The Temple’s 5 Essex Court tweeted this image a couple of days ago. At first glance it appears to be nothing more than a rather dull shot of the type of files one would expect in any office.
However, it is in fact a picture of what must be hundreds of pupillage applications — all of which, presumably, the senior members at the chambers will be looking forward to ploughing through.
To read. This is what our #pupillage applications look like. pic.twitter.com/RZJgBTzAWL
— 5 Essex Pupillages (@Pupillages) May 10, 2015
Now this is no slur on 5 Essex Court, but the chambers — which houses 40 tenants, seven of which are silks — is not exactly top of the bar’s league table of big hitters in the pupillage wars. It is a perfectly respectable and solid civil set that is indeed acknowledged to be a leader in police law cases and public enquires.

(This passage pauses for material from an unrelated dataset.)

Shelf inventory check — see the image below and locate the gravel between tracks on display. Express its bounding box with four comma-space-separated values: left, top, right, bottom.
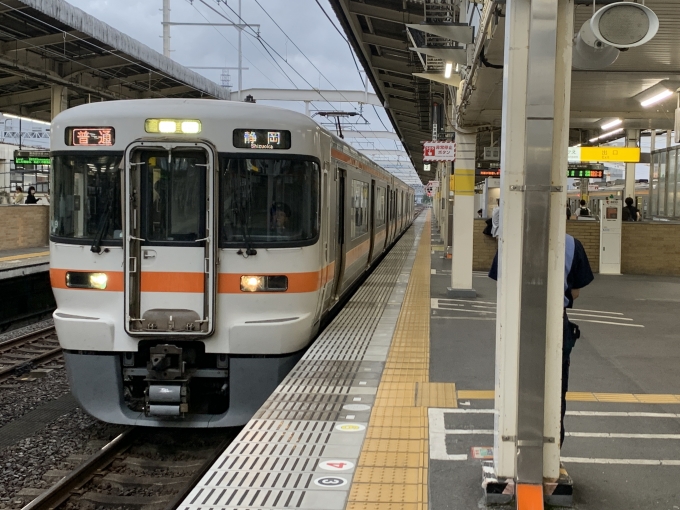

But it is not a moneybags set. However, that hasn’t prevented a flood of applications for its two annual pupillage places, for which it grants awards of £40,000 each.
However, this chambers is not likely to be alone in wading through a tsunami of pupillage applications. At the end of April, Legal Cheek reported that pupillage places across the bar in England and Wales had dipped below 400 for the first time in living memory.
Nonetheless, annual enrolment on the Bar Professional Training Course stands at around 1,700 students. Some of those will be overseas students with no intention of practising in this jurisdiction, but even so, the numbers are not stacking up.